D’après un rapport du Ministère du Travail, fin septembre 2025, 1 008 600 étudiants étaient en contrat d’apprentissage. Un nombre relativement stable par rapport aux années précédentes et qui prouvent surtout à quel point ce mode de formation est prisé. 

Bien qu’elle soit plébiscitée, l’alternance possède aussi ses inconvénients. Aujourd’hui, l’objectif pour les entreprises, comme pour les élèves, est de trouver le meilleur format possible. Pour l’Express Éducation, deux managers et une étudiante partagent leur avis.   

Avant d’entrer dans le vif du sujet, faisons un tour d’horizon des différents formats d’alternance en France. Plus de 690 800 contrats d’apprentissage ont vu le jour sur l’année 2025, et, en effet, tous n’imposent pas le même rythme entre entreprise et école aux alternants.
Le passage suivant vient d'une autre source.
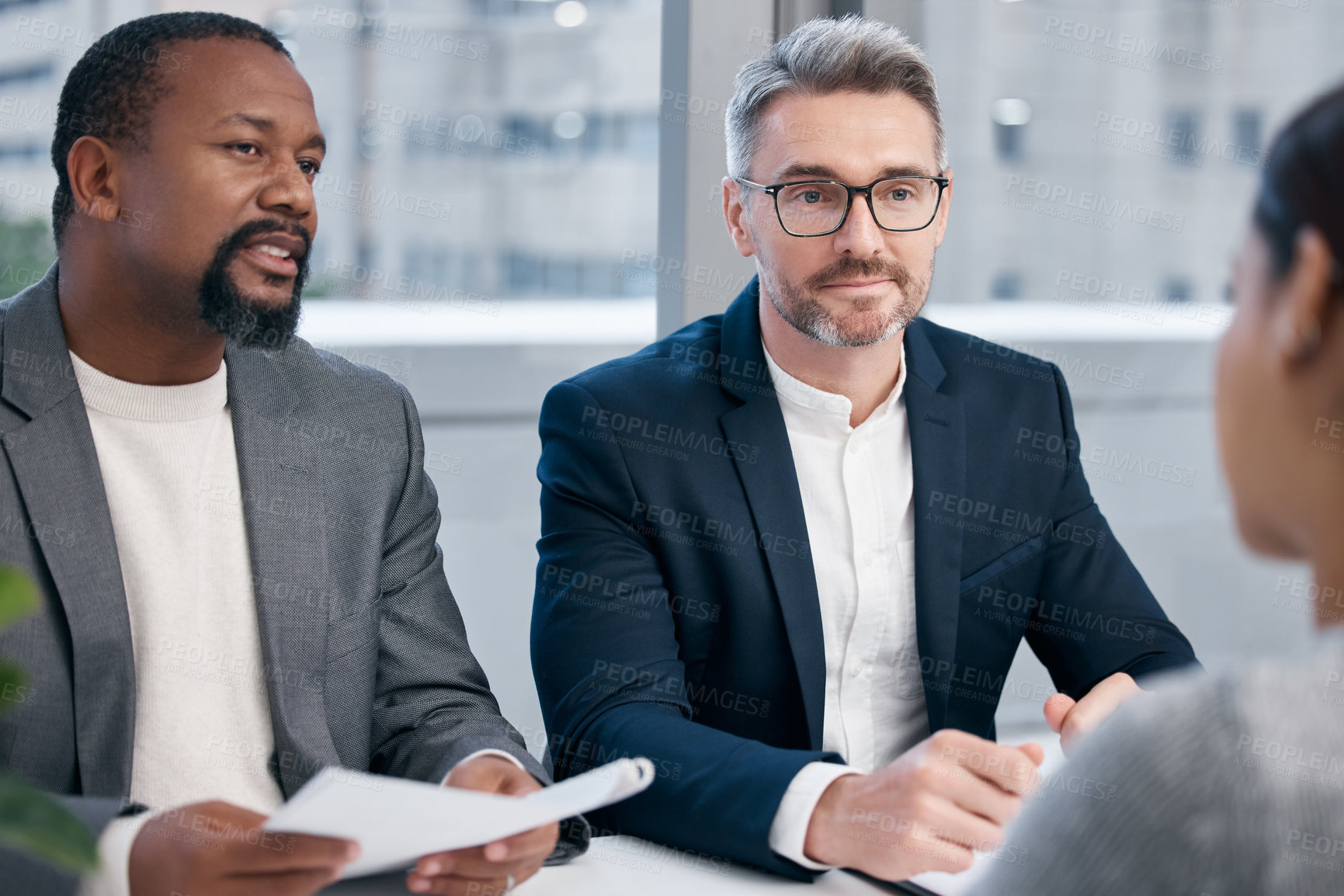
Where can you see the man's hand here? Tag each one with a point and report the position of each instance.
(929, 811)
(220, 849)
(1075, 719)
(484, 870)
Un tel enseignement alterné est possible du CAP au Bac +5 : BTS, IUT, lycées professionnels, écoles d’ingénieur et de commerce proposent cette formule à leurs étudiants. Ce sont d’ailleurs les établissements eux-mêmes qui définissent le meilleur rythme d’alternance en fonction de la filière dans laquelle ils se trouvent. Un format censé être adapté aux besoins de l’école, des entreprises et de leurs élèves.     

Voici une liste non-exhaustive des cadences proposées :  3 jours / 2 jours, 4 jours / 1 jour, 2 semaines / 1 semaine, 3 semaines / 1 semaine ou encore 1 mois / 1 mois. Les étudiants, peu importe leur cursus, passent donc généralement plus de temps en entreprise qu’en cours. Mais ils doivent toutefois prendre conscience que leur rythme est pris très au sérieux par les recruteurs. « Certains étudiants peinent à trouver une alternance à cause de leur trop faible présence en entreprise », souligne Théau Sigwald, cofondateur de la Nouvelle École. 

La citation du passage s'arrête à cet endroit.